Necesitaba, pues, dos cosas: hacer penitencia en esta vida y saber a punto cierto cuál había de ser el instante de mi muerte, para encontrarme prevenido y dispuesto. No valía suicidarse; el que se suicida no muere en gracia. Era preciso discurrir otra combinación y, lógicamente, encontré una luminosísima. Esperé el momento en que mi esposa muy afligida desde el fallecimiento del niño, regresaba de la iglesia, donde había confesado y comulgado, y aprovechando la buena disposición en que se encontraba y el instante en que se inclinaba para desabrocharse las botas, di sobre ella armado de un cuchillo de cocina, y de la primera puñalada... la salvé. Cuando expiró, cubierto de su sangre, me presenté a la Justicia. Mi parricidio (así lo llamaron) era según decían, patente y horrible; fui sentenciado a morir, y en los largos días de la prisión tuve tiempo para hacer mortificaciones, ponerme a bien con Dios (lo espero) y arreglar todos mis asuntos de conciencia de tal suerte, que, al ofrecer el cuello a la argolla expiatoria, llevaré lógicamente noventa y nueve probabilidades contra una de salvarme también...

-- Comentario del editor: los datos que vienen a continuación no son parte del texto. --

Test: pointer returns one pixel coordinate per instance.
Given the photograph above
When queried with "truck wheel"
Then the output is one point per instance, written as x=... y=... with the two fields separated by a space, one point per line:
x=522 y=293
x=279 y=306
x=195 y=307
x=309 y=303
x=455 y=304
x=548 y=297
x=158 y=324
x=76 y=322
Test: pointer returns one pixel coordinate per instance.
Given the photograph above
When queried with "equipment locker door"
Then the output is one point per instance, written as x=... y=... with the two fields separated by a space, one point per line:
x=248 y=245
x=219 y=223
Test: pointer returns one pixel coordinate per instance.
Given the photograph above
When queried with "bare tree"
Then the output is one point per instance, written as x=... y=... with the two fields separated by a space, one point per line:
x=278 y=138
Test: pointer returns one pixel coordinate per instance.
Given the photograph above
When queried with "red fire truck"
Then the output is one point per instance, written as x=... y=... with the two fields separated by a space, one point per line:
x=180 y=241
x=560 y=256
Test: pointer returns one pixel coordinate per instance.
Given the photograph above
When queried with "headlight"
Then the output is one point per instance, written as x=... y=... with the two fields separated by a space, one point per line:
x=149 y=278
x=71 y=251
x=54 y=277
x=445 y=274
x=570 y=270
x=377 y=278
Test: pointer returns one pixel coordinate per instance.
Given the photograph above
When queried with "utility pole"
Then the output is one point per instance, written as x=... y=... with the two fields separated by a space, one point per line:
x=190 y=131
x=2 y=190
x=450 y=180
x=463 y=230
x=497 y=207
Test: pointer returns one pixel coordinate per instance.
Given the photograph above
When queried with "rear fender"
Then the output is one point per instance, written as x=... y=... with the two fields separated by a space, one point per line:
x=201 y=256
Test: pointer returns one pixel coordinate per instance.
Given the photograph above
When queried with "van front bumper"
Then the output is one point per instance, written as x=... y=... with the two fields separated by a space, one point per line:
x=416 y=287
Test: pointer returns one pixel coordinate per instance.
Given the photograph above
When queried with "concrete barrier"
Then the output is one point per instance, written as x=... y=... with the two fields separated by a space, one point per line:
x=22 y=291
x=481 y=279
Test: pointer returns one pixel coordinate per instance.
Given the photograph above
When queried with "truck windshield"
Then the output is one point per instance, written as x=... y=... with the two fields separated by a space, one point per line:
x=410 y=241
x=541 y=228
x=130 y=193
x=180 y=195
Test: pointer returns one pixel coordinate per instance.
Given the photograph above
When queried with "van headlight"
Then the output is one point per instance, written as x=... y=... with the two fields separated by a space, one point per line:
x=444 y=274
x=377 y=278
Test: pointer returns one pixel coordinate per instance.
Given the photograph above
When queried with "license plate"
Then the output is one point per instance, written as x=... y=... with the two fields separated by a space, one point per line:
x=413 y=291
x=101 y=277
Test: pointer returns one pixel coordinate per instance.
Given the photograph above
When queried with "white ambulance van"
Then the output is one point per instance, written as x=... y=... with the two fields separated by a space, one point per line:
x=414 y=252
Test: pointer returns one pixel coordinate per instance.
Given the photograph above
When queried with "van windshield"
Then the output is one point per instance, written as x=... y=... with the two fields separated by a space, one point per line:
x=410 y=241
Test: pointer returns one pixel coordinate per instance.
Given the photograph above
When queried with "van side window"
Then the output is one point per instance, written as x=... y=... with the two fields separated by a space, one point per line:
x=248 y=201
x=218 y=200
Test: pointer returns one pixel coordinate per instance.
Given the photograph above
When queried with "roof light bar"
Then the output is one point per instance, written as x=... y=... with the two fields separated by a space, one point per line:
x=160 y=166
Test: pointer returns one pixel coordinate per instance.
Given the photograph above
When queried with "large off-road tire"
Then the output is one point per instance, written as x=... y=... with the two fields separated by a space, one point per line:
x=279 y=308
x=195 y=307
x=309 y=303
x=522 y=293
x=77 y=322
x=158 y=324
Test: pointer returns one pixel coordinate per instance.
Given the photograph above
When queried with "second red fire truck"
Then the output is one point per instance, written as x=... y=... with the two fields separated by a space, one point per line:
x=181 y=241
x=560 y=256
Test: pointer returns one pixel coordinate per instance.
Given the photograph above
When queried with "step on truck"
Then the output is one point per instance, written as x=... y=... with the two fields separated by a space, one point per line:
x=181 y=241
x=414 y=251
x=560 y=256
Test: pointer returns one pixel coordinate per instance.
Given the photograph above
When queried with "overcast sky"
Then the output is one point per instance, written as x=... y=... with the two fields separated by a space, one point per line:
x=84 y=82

Lo único que me confunde, lo único que ha turbado mi espíritu, ya casi sumergido en la contemplación de lo ultraterrenal, es que el sacerdote que viene a consolarme en esta capilla, en vez de alabar la lógica de mi conducta, parece persuadido de que no hice sino atrocidades... Verdad que es un pobre cura de misa y olla, y temo que por falta de cultura y preparación filosófica no comprenda la alteza de mi concepción, el admirable equilibrio de mis actos... En vano le repito hasta la saciedad un argumento irrefutable. Pecado fue matar a mi mujer y a mi niño: lo conozco y lo deploro; mas si todos somos pecadores, y yo no podía jactarme de haber vivido sin pecar, a lo menos mis pecados son de tal naturaleza, que han abierto el paraíso a los dos seres que más amé, y probablemente a mí me lo abrirá mi expiación... El cura, hombre sencillo y limitado, cuando le presento esta conclusión agudísima no responde sino meneando la cabeza y murmurando ciertas frases que considero ¡lógicas a todas luces; por ejemplo: «La misericordia de Dios alcanza a los malvados, y con más razón a los ilusos y a los maniáticos y dementes. Déjese de lógicas, y rece y llore, y arrepiéntase cuanto pueda.»